Truth is more of a stranger than fiction. When in doubt, tell the truth. If you tell the truth, you don't have to remember anything. Most writers regard the truth as their most valuable possession, and therefore are economical in its use.
The two Testaments are interesting, each in its own way. The Old one gives us a picture of these people's Deity as he was before he got religion, the other one gives us a picture of him as he appeared afterward.
There are no standards of taste in wine... Each man's own taste is the standard, and a majority vote cannot decide for him or in any slightest degree affect the supremacy of his own standard.

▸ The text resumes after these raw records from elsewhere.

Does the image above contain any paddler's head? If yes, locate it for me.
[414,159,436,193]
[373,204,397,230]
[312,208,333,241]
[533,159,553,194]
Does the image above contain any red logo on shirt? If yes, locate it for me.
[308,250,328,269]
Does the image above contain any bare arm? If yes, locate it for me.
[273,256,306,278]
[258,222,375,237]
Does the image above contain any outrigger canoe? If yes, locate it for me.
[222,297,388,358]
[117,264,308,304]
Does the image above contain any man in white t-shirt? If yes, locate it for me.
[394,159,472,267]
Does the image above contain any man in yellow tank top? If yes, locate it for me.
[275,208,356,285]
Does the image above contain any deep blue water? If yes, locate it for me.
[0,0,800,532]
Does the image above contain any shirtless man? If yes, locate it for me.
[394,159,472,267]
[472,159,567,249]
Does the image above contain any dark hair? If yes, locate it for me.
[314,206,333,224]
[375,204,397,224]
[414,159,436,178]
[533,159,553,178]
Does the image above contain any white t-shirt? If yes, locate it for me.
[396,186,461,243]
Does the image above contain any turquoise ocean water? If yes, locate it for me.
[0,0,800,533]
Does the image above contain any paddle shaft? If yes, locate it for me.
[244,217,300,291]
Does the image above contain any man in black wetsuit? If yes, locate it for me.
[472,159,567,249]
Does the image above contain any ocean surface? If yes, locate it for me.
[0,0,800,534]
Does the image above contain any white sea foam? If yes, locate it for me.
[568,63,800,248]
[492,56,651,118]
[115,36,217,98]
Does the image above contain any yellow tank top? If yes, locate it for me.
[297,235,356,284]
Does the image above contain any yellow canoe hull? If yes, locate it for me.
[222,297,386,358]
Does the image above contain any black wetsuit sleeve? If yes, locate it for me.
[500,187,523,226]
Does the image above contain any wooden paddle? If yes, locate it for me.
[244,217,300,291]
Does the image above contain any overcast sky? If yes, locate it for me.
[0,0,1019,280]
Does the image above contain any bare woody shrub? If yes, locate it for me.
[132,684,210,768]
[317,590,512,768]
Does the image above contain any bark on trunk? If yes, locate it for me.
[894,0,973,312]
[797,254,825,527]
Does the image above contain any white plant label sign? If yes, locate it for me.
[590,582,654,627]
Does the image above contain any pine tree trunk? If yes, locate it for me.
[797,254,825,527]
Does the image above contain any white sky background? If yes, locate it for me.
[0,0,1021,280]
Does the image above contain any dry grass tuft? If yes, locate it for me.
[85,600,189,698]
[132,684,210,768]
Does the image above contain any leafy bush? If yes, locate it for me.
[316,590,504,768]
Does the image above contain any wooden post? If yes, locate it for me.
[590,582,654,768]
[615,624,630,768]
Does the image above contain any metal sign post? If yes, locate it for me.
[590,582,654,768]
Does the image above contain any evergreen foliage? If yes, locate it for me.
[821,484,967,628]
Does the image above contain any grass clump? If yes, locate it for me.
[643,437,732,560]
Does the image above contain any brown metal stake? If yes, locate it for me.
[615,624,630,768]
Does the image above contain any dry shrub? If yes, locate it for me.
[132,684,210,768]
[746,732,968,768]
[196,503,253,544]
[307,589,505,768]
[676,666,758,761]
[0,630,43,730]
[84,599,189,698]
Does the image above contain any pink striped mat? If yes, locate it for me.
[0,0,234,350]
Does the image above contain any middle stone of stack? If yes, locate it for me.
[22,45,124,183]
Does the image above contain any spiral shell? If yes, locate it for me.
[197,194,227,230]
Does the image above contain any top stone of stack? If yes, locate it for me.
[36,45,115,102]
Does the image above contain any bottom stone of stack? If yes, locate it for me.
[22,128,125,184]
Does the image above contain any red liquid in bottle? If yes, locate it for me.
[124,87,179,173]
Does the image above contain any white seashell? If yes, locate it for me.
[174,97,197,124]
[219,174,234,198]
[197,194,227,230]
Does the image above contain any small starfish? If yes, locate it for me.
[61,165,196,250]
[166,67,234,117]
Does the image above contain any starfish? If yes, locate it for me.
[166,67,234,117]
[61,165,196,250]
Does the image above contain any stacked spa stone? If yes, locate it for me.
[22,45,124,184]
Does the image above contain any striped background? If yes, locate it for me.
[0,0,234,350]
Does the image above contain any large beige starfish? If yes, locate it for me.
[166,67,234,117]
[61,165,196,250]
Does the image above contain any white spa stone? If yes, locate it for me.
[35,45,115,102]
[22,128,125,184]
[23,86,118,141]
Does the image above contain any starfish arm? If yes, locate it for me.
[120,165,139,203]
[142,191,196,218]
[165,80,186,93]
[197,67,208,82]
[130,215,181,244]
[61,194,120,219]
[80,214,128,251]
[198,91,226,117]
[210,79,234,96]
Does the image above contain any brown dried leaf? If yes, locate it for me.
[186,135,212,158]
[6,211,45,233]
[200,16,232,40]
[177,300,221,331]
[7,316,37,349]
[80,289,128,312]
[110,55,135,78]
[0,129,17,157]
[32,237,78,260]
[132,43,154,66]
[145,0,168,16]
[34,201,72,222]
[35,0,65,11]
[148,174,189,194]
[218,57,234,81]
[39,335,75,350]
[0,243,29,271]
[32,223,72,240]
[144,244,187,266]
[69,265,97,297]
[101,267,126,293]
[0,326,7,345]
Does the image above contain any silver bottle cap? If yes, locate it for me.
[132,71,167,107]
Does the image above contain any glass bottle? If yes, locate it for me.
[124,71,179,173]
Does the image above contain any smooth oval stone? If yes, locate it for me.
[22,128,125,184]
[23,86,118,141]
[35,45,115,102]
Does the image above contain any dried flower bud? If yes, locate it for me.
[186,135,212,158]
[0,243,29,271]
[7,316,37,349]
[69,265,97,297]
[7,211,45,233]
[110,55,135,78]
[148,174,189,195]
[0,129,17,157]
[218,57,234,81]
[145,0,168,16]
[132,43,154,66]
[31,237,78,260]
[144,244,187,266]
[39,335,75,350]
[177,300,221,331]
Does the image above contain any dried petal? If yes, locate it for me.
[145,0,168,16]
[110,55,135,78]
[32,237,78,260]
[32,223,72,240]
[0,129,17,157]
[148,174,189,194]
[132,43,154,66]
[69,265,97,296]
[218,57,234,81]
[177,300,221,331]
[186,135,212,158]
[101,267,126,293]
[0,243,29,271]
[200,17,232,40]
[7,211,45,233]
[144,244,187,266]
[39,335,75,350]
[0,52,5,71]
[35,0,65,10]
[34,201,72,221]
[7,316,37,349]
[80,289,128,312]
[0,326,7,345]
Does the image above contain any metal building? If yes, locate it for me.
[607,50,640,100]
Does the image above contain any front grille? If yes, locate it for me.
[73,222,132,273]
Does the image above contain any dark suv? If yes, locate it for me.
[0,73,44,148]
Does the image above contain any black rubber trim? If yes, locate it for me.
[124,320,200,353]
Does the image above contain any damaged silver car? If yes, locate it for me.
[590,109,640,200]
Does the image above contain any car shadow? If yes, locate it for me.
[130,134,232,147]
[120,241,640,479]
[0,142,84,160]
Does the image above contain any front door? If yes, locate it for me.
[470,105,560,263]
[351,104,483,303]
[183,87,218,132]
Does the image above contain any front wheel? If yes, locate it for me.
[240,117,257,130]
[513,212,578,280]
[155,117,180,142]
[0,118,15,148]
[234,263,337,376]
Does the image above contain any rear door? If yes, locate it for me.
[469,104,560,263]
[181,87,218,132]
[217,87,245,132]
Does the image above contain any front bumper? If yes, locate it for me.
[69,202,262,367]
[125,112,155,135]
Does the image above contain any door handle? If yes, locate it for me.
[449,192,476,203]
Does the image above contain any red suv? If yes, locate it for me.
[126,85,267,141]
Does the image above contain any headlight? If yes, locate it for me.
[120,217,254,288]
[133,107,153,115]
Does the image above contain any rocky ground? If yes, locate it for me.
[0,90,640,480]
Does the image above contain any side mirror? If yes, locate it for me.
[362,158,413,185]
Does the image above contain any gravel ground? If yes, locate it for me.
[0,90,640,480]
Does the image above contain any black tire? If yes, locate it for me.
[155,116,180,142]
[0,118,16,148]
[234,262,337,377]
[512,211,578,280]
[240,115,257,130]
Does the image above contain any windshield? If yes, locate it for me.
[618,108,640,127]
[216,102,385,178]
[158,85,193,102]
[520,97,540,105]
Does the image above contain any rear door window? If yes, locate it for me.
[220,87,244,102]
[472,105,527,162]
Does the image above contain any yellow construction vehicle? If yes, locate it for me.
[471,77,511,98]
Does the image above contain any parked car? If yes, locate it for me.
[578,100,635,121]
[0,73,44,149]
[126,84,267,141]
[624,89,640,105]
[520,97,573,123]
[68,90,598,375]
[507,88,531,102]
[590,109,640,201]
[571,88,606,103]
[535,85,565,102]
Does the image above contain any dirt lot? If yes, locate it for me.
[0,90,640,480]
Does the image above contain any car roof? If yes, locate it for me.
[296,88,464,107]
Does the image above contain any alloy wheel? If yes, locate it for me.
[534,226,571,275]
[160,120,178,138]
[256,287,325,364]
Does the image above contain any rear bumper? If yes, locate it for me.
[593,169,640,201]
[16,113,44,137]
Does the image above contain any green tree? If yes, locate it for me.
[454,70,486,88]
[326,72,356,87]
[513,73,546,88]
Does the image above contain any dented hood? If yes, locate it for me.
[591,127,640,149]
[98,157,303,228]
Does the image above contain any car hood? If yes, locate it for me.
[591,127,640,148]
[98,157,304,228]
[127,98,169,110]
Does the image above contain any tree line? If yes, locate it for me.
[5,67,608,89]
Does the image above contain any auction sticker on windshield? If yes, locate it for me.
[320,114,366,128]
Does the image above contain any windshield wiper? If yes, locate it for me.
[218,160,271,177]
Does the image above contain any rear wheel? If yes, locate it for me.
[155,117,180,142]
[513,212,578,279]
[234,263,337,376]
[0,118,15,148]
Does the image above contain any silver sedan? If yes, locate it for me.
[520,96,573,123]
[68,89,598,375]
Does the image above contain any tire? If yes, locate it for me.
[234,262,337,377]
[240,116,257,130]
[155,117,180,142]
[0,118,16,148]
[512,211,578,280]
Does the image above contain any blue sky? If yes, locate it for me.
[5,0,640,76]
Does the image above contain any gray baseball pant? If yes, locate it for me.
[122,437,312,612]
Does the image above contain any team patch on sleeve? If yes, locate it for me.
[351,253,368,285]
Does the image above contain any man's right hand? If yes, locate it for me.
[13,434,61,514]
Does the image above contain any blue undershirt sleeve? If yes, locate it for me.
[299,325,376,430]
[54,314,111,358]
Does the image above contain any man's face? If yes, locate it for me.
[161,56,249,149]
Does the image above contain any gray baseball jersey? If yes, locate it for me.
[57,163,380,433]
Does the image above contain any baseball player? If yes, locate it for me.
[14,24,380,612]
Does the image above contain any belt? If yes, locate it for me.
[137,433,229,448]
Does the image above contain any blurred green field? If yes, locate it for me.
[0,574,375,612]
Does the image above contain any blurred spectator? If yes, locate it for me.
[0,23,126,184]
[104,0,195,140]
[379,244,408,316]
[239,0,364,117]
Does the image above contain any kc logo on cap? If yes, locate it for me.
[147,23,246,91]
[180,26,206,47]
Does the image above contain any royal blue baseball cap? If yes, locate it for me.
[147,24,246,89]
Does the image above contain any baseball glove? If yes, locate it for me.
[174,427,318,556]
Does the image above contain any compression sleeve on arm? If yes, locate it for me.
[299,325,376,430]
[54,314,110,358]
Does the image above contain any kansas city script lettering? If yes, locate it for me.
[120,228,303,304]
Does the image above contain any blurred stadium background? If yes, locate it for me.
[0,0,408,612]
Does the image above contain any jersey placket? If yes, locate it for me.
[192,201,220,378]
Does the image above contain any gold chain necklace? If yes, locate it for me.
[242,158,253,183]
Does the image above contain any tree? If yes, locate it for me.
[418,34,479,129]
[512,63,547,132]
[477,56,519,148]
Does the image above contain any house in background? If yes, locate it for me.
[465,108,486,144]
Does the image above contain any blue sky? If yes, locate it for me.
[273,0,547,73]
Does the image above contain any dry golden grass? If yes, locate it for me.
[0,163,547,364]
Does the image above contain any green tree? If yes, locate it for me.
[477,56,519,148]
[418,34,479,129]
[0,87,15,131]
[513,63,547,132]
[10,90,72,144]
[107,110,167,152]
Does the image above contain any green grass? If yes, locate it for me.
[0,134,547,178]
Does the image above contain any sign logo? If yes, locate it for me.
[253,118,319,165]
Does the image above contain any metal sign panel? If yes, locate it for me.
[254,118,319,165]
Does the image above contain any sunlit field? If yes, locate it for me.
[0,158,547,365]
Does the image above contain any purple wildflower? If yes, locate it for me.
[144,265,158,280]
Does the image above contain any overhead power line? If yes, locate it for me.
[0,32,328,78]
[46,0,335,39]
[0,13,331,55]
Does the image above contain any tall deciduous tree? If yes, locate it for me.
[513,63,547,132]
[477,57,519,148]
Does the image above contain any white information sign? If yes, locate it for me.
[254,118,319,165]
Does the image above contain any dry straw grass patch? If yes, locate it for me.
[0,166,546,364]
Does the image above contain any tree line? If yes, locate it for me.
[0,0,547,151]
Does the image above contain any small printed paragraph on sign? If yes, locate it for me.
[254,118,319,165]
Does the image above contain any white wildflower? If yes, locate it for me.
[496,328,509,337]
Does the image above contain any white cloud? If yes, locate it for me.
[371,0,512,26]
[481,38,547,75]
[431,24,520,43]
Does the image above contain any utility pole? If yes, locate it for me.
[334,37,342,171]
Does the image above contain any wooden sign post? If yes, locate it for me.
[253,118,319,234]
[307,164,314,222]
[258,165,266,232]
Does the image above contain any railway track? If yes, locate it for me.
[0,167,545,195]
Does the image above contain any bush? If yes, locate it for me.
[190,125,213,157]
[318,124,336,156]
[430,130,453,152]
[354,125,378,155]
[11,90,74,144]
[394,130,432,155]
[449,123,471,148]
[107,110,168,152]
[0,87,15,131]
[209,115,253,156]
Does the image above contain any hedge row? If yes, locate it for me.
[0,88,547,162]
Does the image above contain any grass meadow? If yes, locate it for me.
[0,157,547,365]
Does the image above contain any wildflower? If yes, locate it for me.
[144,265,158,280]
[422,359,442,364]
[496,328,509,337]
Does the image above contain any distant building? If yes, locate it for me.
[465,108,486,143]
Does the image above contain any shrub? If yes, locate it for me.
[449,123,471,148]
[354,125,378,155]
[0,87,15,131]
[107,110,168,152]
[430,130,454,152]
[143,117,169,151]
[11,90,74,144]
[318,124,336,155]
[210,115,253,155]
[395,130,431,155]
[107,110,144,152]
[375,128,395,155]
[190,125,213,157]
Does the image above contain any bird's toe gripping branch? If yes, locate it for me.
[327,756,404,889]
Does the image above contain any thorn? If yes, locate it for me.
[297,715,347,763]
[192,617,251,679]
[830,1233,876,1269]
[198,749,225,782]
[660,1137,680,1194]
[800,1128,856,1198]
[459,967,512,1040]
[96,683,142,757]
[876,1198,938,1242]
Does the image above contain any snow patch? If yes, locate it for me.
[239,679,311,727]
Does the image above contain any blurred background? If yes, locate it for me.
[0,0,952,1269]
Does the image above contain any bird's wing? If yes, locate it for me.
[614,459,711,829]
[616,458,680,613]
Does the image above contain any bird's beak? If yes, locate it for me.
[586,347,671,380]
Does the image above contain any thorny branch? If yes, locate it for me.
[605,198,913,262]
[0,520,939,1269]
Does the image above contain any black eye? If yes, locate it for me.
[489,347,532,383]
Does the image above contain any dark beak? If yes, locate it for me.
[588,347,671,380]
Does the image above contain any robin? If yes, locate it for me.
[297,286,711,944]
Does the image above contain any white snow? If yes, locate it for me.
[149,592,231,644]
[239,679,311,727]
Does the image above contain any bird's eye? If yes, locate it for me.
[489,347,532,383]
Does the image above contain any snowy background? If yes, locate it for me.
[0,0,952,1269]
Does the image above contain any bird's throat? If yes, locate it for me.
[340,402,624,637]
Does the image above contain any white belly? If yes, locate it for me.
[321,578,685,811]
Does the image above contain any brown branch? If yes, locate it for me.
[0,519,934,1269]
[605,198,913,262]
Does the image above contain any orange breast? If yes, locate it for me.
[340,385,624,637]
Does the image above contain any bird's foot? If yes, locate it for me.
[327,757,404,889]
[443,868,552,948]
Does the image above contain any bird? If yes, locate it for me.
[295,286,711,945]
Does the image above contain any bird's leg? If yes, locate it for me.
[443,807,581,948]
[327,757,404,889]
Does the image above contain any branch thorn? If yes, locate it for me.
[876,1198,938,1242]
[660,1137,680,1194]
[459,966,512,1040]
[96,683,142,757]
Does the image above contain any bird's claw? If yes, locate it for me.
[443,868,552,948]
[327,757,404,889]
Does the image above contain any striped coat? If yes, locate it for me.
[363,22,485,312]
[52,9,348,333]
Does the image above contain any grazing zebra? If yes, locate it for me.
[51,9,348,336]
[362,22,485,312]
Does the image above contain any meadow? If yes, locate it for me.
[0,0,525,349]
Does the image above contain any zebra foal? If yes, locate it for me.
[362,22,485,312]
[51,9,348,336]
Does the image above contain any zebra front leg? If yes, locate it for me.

There is this trouble about special providences namely, there is so often a doubt as to which party was intended to be the beneficiary. In the case of the children, the bears, and the prophet, the bears got more real satisfaction out of the episode than the prophet did, because they got the children.
The frankest and freest product of the human mind and heart is a love letter; the writer gets his limitless freedom of statement and expression from his sense that no stranger is going to see what he is writing.
Indecency, vulgarity, obscenity - these are strictly confined to man; he invented them. Among the higher animals there is no trace of them. They hide nothing. They are not ashamed.
Sane and intelligent human beings are like all other human beings, and carefully and cautiously and diligently conceal their private real opinions from the world and give out fictitious ones in their stead for general consumption.